Importa, porém, que a imagem e o quadro estão aí como um testemunho de fé dos nossos pais e avós. E, convenhamos, uma preciosa devoção. Nossos antepassados trouxeram esta devoção da própria Itália, onde viveu o santo mais popular da Igreja e um dos maiores santos que a humanidade já conheceu, São Francisco de Assis. Com sua fundação, a Ordem dos Frades Menores, os franciscanos, ele marcou e renovou a Igreja do seu tempo, mergulhada, então, em muitos desvios. Entre esses desvios, talvez o maior deles era o apego ao luxo e ao poder. O ‘poverello” viveu radicalmente e pregou o espírito de pobreza, consoante ao Evangelho que proclama “felizes os pobre em espírito”. Essa genuína espiritualidade evangélica fez surgir o eminente discípulo, Santo Antônio de Pádua.
Essa renovação, esse novo frescor da fé cristã/católica, nossos antepassados herdaram fervorosamente da pátria-mãe e, de lá, eles a trouxeram muito viva para a nova terra. Na casa dos meus avós, diversos quadros de São Francisco e de Santo Antônio via-se expostos nas paredes.

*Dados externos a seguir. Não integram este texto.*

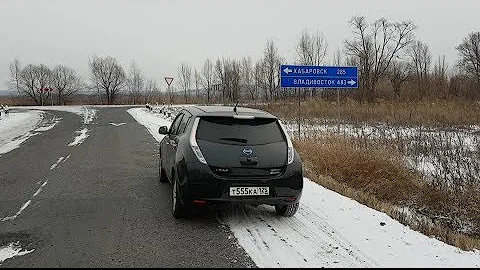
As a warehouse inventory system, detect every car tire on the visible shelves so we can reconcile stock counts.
[172,175,187,218]
[158,156,168,183]
[275,202,299,217]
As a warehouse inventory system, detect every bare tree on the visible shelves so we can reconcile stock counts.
[202,59,215,104]
[52,65,82,105]
[456,32,480,84]
[223,60,241,102]
[126,61,145,105]
[345,16,415,101]
[89,56,126,104]
[387,61,409,98]
[178,62,192,102]
[241,57,257,101]
[253,59,268,101]
[297,29,327,66]
[215,59,227,102]
[433,55,448,79]
[35,64,52,106]
[17,64,41,105]
[408,41,432,89]
[193,68,202,102]
[144,79,159,103]
[8,59,22,93]
[263,40,281,100]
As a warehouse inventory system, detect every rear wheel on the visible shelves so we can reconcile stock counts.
[275,202,299,217]
[172,175,187,218]
[158,155,168,183]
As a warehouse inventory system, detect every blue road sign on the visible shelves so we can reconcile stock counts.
[280,65,358,88]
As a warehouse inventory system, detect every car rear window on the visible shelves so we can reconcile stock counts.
[197,117,285,145]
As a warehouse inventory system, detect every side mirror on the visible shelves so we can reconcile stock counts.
[158,126,168,135]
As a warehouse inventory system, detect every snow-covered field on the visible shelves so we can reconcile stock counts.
[128,108,480,267]
[285,119,480,187]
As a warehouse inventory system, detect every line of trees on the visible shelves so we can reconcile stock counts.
[178,16,480,103]
[9,16,480,105]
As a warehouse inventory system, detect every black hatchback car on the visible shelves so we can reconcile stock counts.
[159,106,303,217]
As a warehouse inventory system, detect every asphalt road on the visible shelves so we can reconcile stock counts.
[0,108,255,267]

Ainda, a respeito do texto histórico de Marcolino Blemer, o fato de nele serem nomeadas mais duas famílias, de Fredolina Nilsen Blemer e Augusta Kestring, além da minha avó, Otília, reflete o espírito participativo e comunitário da devoção ao santo discípulo de São Francisco. Isso é muito bom porque envolve mais famílias com essa sagrada história. E, com essa fé, fica ainda mais enriquecida a comunidade que preserva suas inspirações originais, notadamente as que mostram a fé daqueles pioneiros e pioneiras. E mais: prolongando-a para as novas gerações. No seu respectivo contexto histórico, terão, eles também, necessidade, com certeza, da força e do consolo da fé, pois diz o Apóstolo Paulo: “O justo viverá pela fé” (Romanos 1,17).